The focus this week was on performance.
I finished my skip-list structure and integrated it into the mapping handling. I discovered, during development, that keeping entries sorted by starting address by itself gave the biggest speedup. The old version scanned all entries every time a lookup was made, but with sorted entries you can stop looking when an entry is past the lookup address.
Some extra performance was gained by the skip mechanism but not much in my measurements. But I think this gain would be bigger in a large application with lots of memory blocks, or if several applications are run simultaneously.
I have also added a simple caching mechanism. It uses a global serial number that gets incremented every time a mapping is added or removed. A special cache handle keeps track of the entry last looked up. If a new lookup is made and it is within the same mapping and the serial number is not changed, we have a hit in the cache and we do not have to traverse the skip list at all.
I added an instruction cache handle and a data cache handle into the CPU structure in the processor emulation. Instruction fetches use the instruction handle and data accesses use the data handle. These caches madeĀ another 10% gain in performance.

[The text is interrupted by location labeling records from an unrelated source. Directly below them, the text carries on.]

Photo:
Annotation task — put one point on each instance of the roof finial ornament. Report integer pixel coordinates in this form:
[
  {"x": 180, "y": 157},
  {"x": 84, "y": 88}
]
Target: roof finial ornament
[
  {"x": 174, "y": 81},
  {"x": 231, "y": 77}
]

I used a simple “sieve” program for some measurements.
Here are some numbers:
| Scenario |
sieve 3000 |
sieve 10 000 |
sieve 20 000 000 |
| No optimizations |
36 s |
not measured |
not measured |
| Skip-list |
~4 s |
31 s |
not measured |
| Skip-list + cache |
~4 s |
27 s |
not measured |
| Native AROS sieve |
~0 s |
<1 s |
23 s |
As you can see, my optimizations give quite a performance boost, almost a 10 time speedup! But yeah, I’m still behind the native application by a factor of two thousand. But this is only the beginning!
I will leave the performance work for now and work on the last remaining things needed to run “Clock” fully.